Un nouveau projet de recherche mené par des scientifiques autour de Jannis Wernery du "Building Energy Materials and Components Lab" de l’Empa repose sur l’idée de lier à long terme le CO2 dans des matériaux isolants nouvellement développés. Pour ce faire, des matières premières végétales - idéalement des déchets de l’agriculture et de la sylviculture - doivent être transformées en matériaux isolants pour les bâtiments. La plus grande partie du carbone lié dans la biomasse, que les plantes ont absorbé et fixé sous forme de CO2 dans l’atmosphère pendant leur croissance, peut être fixée durablement par un traitement thermique spécial ; elle reste liée dans le "charbon végétal" ainsi obtenu pendant toute la durée de vie du bâtiment - et même bien au-delà : Lorsque celui-ci est démoli, le charbon végétal peut en effet être utilisé directement dans les champs. Là, il augmente la fertilité du sol et reste stable pendant des siècles, voire des millénaires - contrairement à d’autres matériaux de construction végétaux, comme le bois ou l’isolation en cellulose, qui libèrent à nouveau le CO2 stocké lors de leur décomposition ou de leur valorisation thermique.

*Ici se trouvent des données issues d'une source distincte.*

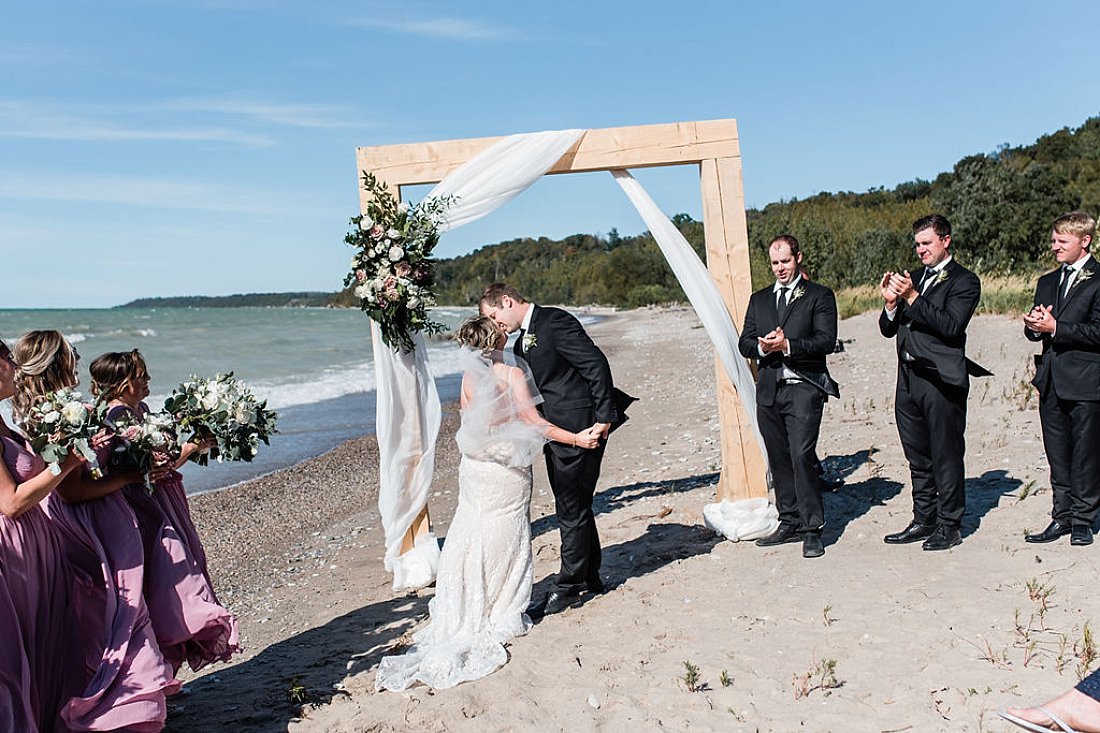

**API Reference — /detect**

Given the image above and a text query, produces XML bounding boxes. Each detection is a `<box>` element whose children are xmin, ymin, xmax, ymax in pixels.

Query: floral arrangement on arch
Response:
<box><xmin>344</xmin><ymin>172</ymin><xmax>453</xmax><ymax>353</ymax></box>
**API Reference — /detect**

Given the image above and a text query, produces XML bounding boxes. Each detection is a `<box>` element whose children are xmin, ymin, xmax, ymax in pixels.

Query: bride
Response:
<box><xmin>376</xmin><ymin>316</ymin><xmax>601</xmax><ymax>691</ymax></box>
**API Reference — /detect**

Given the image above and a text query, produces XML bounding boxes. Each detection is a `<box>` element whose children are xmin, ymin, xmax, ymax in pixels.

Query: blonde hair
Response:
<box><xmin>1052</xmin><ymin>211</ymin><xmax>1096</xmax><ymax>243</ymax></box>
<box><xmin>11</xmin><ymin>330</ymin><xmax>78</xmax><ymax>423</ymax></box>
<box><xmin>454</xmin><ymin>316</ymin><xmax>503</xmax><ymax>353</ymax></box>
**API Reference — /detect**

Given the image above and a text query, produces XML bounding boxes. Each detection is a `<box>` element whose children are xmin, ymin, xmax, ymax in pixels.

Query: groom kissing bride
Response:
<box><xmin>480</xmin><ymin>282</ymin><xmax>632</xmax><ymax>618</ymax></box>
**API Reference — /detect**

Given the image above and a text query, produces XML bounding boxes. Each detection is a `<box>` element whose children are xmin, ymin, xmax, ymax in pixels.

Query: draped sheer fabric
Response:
<box><xmin>375</xmin><ymin>129</ymin><xmax>776</xmax><ymax>589</ymax></box>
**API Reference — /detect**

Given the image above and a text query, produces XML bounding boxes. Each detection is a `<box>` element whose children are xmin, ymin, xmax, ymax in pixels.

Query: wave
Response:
<box><xmin>65</xmin><ymin>328</ymin><xmax>157</xmax><ymax>344</ymax></box>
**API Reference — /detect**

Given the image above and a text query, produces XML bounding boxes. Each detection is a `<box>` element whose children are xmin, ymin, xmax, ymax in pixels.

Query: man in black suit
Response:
<box><xmin>880</xmin><ymin>214</ymin><xmax>988</xmax><ymax>551</ymax></box>
<box><xmin>480</xmin><ymin>283</ymin><xmax>619</xmax><ymax>615</ymax></box>
<box><xmin>1023</xmin><ymin>211</ymin><xmax>1100</xmax><ymax>546</ymax></box>
<box><xmin>739</xmin><ymin>235</ymin><xmax>840</xmax><ymax>558</ymax></box>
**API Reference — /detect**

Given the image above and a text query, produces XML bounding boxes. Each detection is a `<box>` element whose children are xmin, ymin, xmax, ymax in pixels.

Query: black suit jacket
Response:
<box><xmin>878</xmin><ymin>259</ymin><xmax>990</xmax><ymax>388</ymax></box>
<box><xmin>738</xmin><ymin>279</ymin><xmax>840</xmax><ymax>407</ymax></box>
<box><xmin>515</xmin><ymin>305</ymin><xmax>617</xmax><ymax>449</ymax></box>
<box><xmin>1027</xmin><ymin>257</ymin><xmax>1100</xmax><ymax>401</ymax></box>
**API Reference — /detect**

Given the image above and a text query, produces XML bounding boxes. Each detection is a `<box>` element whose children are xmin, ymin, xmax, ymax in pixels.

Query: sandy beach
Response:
<box><xmin>169</xmin><ymin>306</ymin><xmax>1099</xmax><ymax>733</ymax></box>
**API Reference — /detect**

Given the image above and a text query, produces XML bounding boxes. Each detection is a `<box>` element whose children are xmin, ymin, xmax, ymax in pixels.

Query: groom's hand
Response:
<box><xmin>592</xmin><ymin>422</ymin><xmax>610</xmax><ymax>440</ymax></box>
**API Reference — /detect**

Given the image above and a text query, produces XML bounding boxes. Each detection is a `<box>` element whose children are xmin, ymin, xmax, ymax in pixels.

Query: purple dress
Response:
<box><xmin>0</xmin><ymin>434</ymin><xmax>88</xmax><ymax>733</ymax></box>
<box><xmin>44</xmin><ymin>442</ymin><xmax>179</xmax><ymax>732</ymax></box>
<box><xmin>108</xmin><ymin>404</ymin><xmax>239</xmax><ymax>673</ymax></box>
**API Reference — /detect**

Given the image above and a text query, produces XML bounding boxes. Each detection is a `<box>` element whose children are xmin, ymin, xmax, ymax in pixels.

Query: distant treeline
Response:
<box><xmin>118</xmin><ymin>292</ymin><xmax>334</xmax><ymax>308</ymax></box>
<box><xmin>128</xmin><ymin>115</ymin><xmax>1100</xmax><ymax>311</ymax></box>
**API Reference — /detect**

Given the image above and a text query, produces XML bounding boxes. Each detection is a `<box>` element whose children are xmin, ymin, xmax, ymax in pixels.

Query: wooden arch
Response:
<box><xmin>356</xmin><ymin>119</ymin><xmax>767</xmax><ymax>551</ymax></box>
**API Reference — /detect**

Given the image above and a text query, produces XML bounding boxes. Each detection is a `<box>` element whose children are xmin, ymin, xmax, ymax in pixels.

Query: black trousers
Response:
<box><xmin>1038</xmin><ymin>392</ymin><xmax>1100</xmax><ymax>527</ymax></box>
<box><xmin>894</xmin><ymin>364</ymin><xmax>968</xmax><ymax>528</ymax></box>
<box><xmin>757</xmin><ymin>381</ymin><xmax>826</xmax><ymax>535</ymax></box>
<box><xmin>545</xmin><ymin>441</ymin><xmax>606</xmax><ymax>595</ymax></box>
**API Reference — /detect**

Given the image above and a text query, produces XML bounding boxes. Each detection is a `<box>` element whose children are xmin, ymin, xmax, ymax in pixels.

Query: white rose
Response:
<box><xmin>200</xmin><ymin>389</ymin><xmax>220</xmax><ymax>411</ymax></box>
<box><xmin>386</xmin><ymin>228</ymin><xmax>400</xmax><ymax>239</ymax></box>
<box><xmin>388</xmin><ymin>246</ymin><xmax>404</xmax><ymax>262</ymax></box>
<box><xmin>397</xmin><ymin>202</ymin><xmax>408</xmax><ymax>214</ymax></box>
<box><xmin>354</xmin><ymin>284</ymin><xmax>370</xmax><ymax>299</ymax></box>
<box><xmin>234</xmin><ymin>404</ymin><xmax>255</xmax><ymax>425</ymax></box>
<box><xmin>407</xmin><ymin>296</ymin><xmax>420</xmax><ymax>309</ymax></box>
<box><xmin>61</xmin><ymin>401</ymin><xmax>86</xmax><ymax>425</ymax></box>
<box><xmin>41</xmin><ymin>410</ymin><xmax>61</xmax><ymax>424</ymax></box>
<box><xmin>358</xmin><ymin>217</ymin><xmax>373</xmax><ymax>231</ymax></box>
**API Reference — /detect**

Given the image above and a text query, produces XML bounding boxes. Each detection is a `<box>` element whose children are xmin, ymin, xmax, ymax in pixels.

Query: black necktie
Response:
<box><xmin>777</xmin><ymin>286</ymin><xmax>791</xmax><ymax>321</ymax></box>
<box><xmin>1057</xmin><ymin>265</ymin><xmax>1073</xmax><ymax>309</ymax></box>
<box><xmin>918</xmin><ymin>268</ymin><xmax>936</xmax><ymax>293</ymax></box>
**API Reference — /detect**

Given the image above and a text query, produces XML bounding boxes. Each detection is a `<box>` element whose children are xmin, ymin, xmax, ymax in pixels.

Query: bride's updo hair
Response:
<box><xmin>11</xmin><ymin>330</ymin><xmax>79</xmax><ymax>423</ymax></box>
<box><xmin>455</xmin><ymin>316</ymin><xmax>503</xmax><ymax>354</ymax></box>
<box><xmin>89</xmin><ymin>349</ymin><xmax>149</xmax><ymax>401</ymax></box>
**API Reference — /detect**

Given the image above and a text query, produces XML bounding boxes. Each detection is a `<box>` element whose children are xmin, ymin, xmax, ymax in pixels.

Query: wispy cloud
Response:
<box><xmin>0</xmin><ymin>172</ymin><xmax>332</xmax><ymax>216</ymax></box>
<box><xmin>348</xmin><ymin>16</ymin><xmax>521</xmax><ymax>41</ymax></box>
<box><xmin>158</xmin><ymin>98</ymin><xmax>358</xmax><ymax>129</ymax></box>
<box><xmin>0</xmin><ymin>101</ymin><xmax>273</xmax><ymax>146</ymax></box>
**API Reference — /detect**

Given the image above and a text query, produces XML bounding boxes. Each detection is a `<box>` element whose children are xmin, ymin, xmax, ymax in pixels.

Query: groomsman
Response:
<box><xmin>880</xmin><ymin>215</ymin><xmax>989</xmax><ymax>551</ymax></box>
<box><xmin>739</xmin><ymin>235</ymin><xmax>839</xmax><ymax>558</ymax></box>
<box><xmin>1023</xmin><ymin>211</ymin><xmax>1100</xmax><ymax>546</ymax></box>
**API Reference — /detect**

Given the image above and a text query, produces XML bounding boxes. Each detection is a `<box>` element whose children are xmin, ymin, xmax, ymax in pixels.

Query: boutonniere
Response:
<box><xmin>789</xmin><ymin>286</ymin><xmax>806</xmax><ymax>303</ymax></box>
<box><xmin>931</xmin><ymin>269</ymin><xmax>949</xmax><ymax>288</ymax></box>
<box><xmin>522</xmin><ymin>332</ymin><xmax>538</xmax><ymax>351</ymax></box>
<box><xmin>1071</xmin><ymin>268</ymin><xmax>1094</xmax><ymax>290</ymax></box>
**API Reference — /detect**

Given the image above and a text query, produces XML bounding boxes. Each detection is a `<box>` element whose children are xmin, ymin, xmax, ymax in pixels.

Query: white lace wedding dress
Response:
<box><xmin>375</xmin><ymin>349</ymin><xmax>547</xmax><ymax>691</ymax></box>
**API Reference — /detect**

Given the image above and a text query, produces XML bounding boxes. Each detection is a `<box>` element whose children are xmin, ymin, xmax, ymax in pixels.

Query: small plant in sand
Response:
<box><xmin>719</xmin><ymin>669</ymin><xmax>733</xmax><ymax>688</ymax></box>
<box><xmin>1057</xmin><ymin>633</ymin><xmax>1071</xmax><ymax>674</ymax></box>
<box><xmin>822</xmin><ymin>604</ymin><xmax>835</xmax><ymax>627</ymax></box>
<box><xmin>1075</xmin><ymin>622</ymin><xmax>1097</xmax><ymax>681</ymax></box>
<box><xmin>792</xmin><ymin>658</ymin><xmax>841</xmax><ymax>700</ymax></box>
<box><xmin>1025</xmin><ymin>577</ymin><xmax>1056</xmax><ymax>614</ymax></box>
<box><xmin>680</xmin><ymin>660</ymin><xmax>707</xmax><ymax>692</ymax></box>
<box><xmin>286</xmin><ymin>677</ymin><xmax>314</xmax><ymax>705</ymax></box>
<box><xmin>1015</xmin><ymin>479</ymin><xmax>1038</xmax><ymax>503</ymax></box>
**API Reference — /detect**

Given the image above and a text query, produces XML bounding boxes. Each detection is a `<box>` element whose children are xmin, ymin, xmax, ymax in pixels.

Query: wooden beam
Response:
<box><xmin>700</xmin><ymin>157</ymin><xmax>769</xmax><ymax>501</ymax></box>
<box><xmin>356</xmin><ymin>119</ymin><xmax>741</xmax><ymax>206</ymax></box>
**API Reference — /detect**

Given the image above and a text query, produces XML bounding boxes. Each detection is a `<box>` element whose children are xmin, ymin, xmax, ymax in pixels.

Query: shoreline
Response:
<box><xmin>170</xmin><ymin>305</ymin><xmax>1096</xmax><ymax>732</ymax></box>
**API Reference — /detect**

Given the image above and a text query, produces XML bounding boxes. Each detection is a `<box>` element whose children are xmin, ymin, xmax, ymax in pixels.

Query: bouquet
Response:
<box><xmin>22</xmin><ymin>388</ymin><xmax>105</xmax><ymax>478</ymax></box>
<box><xmin>106</xmin><ymin>409</ymin><xmax>181</xmax><ymax>491</ymax></box>
<box><xmin>343</xmin><ymin>172</ymin><xmax>453</xmax><ymax>353</ymax></box>
<box><xmin>163</xmin><ymin>373</ymin><xmax>279</xmax><ymax>466</ymax></box>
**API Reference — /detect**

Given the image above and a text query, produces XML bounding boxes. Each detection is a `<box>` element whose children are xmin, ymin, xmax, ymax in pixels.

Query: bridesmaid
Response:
<box><xmin>11</xmin><ymin>331</ymin><xmax>178</xmax><ymax>732</ymax></box>
<box><xmin>0</xmin><ymin>336</ymin><xmax>88</xmax><ymax>732</ymax></box>
<box><xmin>90</xmin><ymin>349</ymin><xmax>239</xmax><ymax>673</ymax></box>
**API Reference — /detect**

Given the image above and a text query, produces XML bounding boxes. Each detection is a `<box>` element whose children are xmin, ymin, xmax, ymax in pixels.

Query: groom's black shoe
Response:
<box><xmin>586</xmin><ymin>580</ymin><xmax>606</xmax><ymax>595</ymax></box>
<box><xmin>526</xmin><ymin>591</ymin><xmax>582</xmax><ymax>619</ymax></box>
<box><xmin>1025</xmin><ymin>520</ymin><xmax>1072</xmax><ymax>544</ymax></box>
<box><xmin>755</xmin><ymin>524</ymin><xmax>800</xmax><ymax>547</ymax></box>
<box><xmin>1071</xmin><ymin>526</ymin><xmax>1094</xmax><ymax>546</ymax></box>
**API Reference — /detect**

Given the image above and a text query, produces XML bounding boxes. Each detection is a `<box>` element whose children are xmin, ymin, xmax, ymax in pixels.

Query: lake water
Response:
<box><xmin>0</xmin><ymin>306</ymin><xmax>598</xmax><ymax>494</ymax></box>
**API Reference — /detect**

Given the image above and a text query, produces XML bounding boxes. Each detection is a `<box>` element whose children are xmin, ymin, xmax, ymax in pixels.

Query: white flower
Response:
<box><xmin>397</xmin><ymin>202</ymin><xmax>408</xmax><ymax>214</ymax></box>
<box><xmin>61</xmin><ymin>401</ymin><xmax>86</xmax><ymax>425</ymax></box>
<box><xmin>200</xmin><ymin>388</ymin><xmax>220</xmax><ymax>411</ymax></box>
<box><xmin>407</xmin><ymin>296</ymin><xmax>420</xmax><ymax>309</ymax></box>
<box><xmin>358</xmin><ymin>217</ymin><xmax>373</xmax><ymax>231</ymax></box>
<box><xmin>354</xmin><ymin>284</ymin><xmax>370</xmax><ymax>299</ymax></box>
<box><xmin>386</xmin><ymin>228</ymin><xmax>400</xmax><ymax>239</ymax></box>
<box><xmin>234</xmin><ymin>404</ymin><xmax>255</xmax><ymax>425</ymax></box>
<box><xmin>41</xmin><ymin>410</ymin><xmax>61</xmax><ymax>424</ymax></box>
<box><xmin>388</xmin><ymin>246</ymin><xmax>404</xmax><ymax>262</ymax></box>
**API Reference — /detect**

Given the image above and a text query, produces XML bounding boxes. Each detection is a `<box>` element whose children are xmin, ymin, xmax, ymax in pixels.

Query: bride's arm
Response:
<box><xmin>507</xmin><ymin>366</ymin><xmax>599</xmax><ymax>449</ymax></box>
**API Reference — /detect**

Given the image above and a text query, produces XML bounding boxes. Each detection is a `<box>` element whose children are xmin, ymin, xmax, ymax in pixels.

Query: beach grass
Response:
<box><xmin>835</xmin><ymin>274</ymin><xmax>1036</xmax><ymax>319</ymax></box>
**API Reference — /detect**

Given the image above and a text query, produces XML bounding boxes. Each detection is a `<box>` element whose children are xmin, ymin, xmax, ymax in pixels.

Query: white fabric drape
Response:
<box><xmin>376</xmin><ymin>129</ymin><xmax>585</xmax><ymax>591</ymax></box>
<box><xmin>611</xmin><ymin>169</ymin><xmax>776</xmax><ymax>541</ymax></box>
<box><xmin>374</xmin><ymin>323</ymin><xmax>442</xmax><ymax>591</ymax></box>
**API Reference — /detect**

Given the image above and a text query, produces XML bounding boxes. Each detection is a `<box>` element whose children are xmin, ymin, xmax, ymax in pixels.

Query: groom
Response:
<box><xmin>480</xmin><ymin>283</ymin><xmax>619</xmax><ymax>617</ymax></box>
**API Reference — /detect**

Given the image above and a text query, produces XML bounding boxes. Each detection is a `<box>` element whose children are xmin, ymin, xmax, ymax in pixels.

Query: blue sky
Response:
<box><xmin>2</xmin><ymin>0</ymin><xmax>1098</xmax><ymax>308</ymax></box>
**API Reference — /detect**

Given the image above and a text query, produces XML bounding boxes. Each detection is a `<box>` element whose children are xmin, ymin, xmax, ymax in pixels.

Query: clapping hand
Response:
<box><xmin>1024</xmin><ymin>304</ymin><xmax>1056</xmax><ymax>334</ymax></box>
<box><xmin>758</xmin><ymin>327</ymin><xmax>787</xmax><ymax>354</ymax></box>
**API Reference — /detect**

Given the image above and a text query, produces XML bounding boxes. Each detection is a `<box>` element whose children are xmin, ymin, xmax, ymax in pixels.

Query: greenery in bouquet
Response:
<box><xmin>22</xmin><ymin>387</ymin><xmax>106</xmax><ymax>478</ymax></box>
<box><xmin>344</xmin><ymin>171</ymin><xmax>453</xmax><ymax>353</ymax></box>
<box><xmin>105</xmin><ymin>409</ymin><xmax>181</xmax><ymax>490</ymax></box>
<box><xmin>163</xmin><ymin>373</ymin><xmax>279</xmax><ymax>466</ymax></box>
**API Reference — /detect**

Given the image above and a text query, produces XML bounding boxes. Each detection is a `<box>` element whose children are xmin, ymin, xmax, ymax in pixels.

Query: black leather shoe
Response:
<box><xmin>755</xmin><ymin>524</ymin><xmax>800</xmax><ymax>547</ymax></box>
<box><xmin>883</xmin><ymin>521</ymin><xmax>936</xmax><ymax>544</ymax></box>
<box><xmin>525</xmin><ymin>597</ymin><xmax>548</xmax><ymax>619</ymax></box>
<box><xmin>802</xmin><ymin>535</ymin><xmax>825</xmax><ymax>558</ymax></box>
<box><xmin>1025</xmin><ymin>520</ymin><xmax>1072</xmax><ymax>543</ymax></box>
<box><xmin>1071</xmin><ymin>526</ymin><xmax>1094</xmax><ymax>546</ymax></box>
<box><xmin>587</xmin><ymin>580</ymin><xmax>606</xmax><ymax>595</ymax></box>
<box><xmin>922</xmin><ymin>526</ymin><xmax>962</xmax><ymax>551</ymax></box>
<box><xmin>542</xmin><ymin>591</ymin><xmax>582</xmax><ymax>616</ymax></box>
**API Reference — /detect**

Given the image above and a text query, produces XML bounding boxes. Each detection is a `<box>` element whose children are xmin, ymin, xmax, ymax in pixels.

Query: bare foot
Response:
<box><xmin>1006</xmin><ymin>688</ymin><xmax>1100</xmax><ymax>732</ymax></box>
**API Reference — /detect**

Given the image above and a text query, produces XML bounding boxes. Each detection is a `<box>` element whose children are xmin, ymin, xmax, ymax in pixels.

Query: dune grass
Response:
<box><xmin>835</xmin><ymin>274</ymin><xmax>1037</xmax><ymax>320</ymax></box>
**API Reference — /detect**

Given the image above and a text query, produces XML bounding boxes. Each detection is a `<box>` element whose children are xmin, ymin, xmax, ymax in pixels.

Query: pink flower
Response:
<box><xmin>413</xmin><ymin>263</ymin><xmax>429</xmax><ymax>281</ymax></box>
<box><xmin>122</xmin><ymin>426</ymin><xmax>142</xmax><ymax>441</ymax></box>
<box><xmin>355</xmin><ymin>269</ymin><xmax>366</xmax><ymax>283</ymax></box>
<box><xmin>394</xmin><ymin>261</ymin><xmax>411</xmax><ymax>278</ymax></box>
<box><xmin>370</xmin><ymin>224</ymin><xmax>385</xmax><ymax>240</ymax></box>
<box><xmin>383</xmin><ymin>276</ymin><xmax>398</xmax><ymax>296</ymax></box>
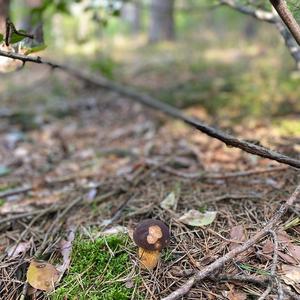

"Mais il y a encore beaucoup à faire avant que cette idée puisse être mise en pratique", explique le physicien Jannis Wernery, qui s’est spécialisé avec son groupe de recherche à l’Empa dans la recherche et le développement de matériaux isolants et qui collabore également pour cette nouvelle approche avec des chercheurs de la Haute école zurichoise de sciences appliquées (ZHAW). Il est notamment important de s’assurer que tous les composants des nouveaux matériaux isolants conviennent à une utilisation ultérieure en tant qu’"engrais" ; un matériau isolant commercialisable doit bien sûr aussi pouvoir rivaliser avec les produits établis en termes d’isolation thermique et garantir une protection incendie suffisante.

Le chercheur de l’Empa Jannis Wernery est convaincu que l’isolation au charbon végétal pourrait à l’avenir améliorer sensiblement le bilan CO2 de la Suisse - si l’on parvient à remplir ce "profil d’exigences" exigeant. Une première analyse a montré qu’un remplacement partiel réaliste des matériaux isolants conventionnels comme le PSE ou la laine minérale par du charbon végétal permettrait d’économiser un bon demi-million de tonnes d’équivalents CO2 par an, d’une part en évitant les émissions lors de la production des matériaux conventionnels, d’autre part en stockant le CO2 à long terme dans le charbon végétal. Cela correspond à un bon pour cent de l’ensemble des émissions de gaz à effet de serre en Suisse.

Un concept ambitieux avec un grand potentiel - c’est aussi ce qu’ont pensé diverses institutions de soutien, qui soutiennent donc financièrement l’approche de Jannis Wernery : la Fondation Minerva, qui s’engage entre autres pour une gestion durable des ressources naturelles, le Conseil des EPF ainsi que l’Office fédéral de l’énergie (OFEN). Enfin, le fonds climatique de Stadtwerk Winterthur a récemment accordé une subvention pour l’élaboration des bases, provenant de contributions volontaires de deux centimes par kilowattheure d’électricité acheté par les clients de Stadtwerk Winterthur.

De nombreuses idées potentiellement révolutionnaires naissent dans la tête des chercheuses et des chercheurs de l’Empa - toutes ne peuvent pas être mises en oeuvre, certaines ne trouvent tout simplement pas de financement. Le Fonds d’avenir de l’Empa comble cette lacune ; grâce à une collecte de fonds professionnelle, le Fonds d’avenir soutient des projets de recherche passionnants qui n’ont pas encore obtenu de financement par ailleurs, ainsi que des talents particulièrement prometteurs.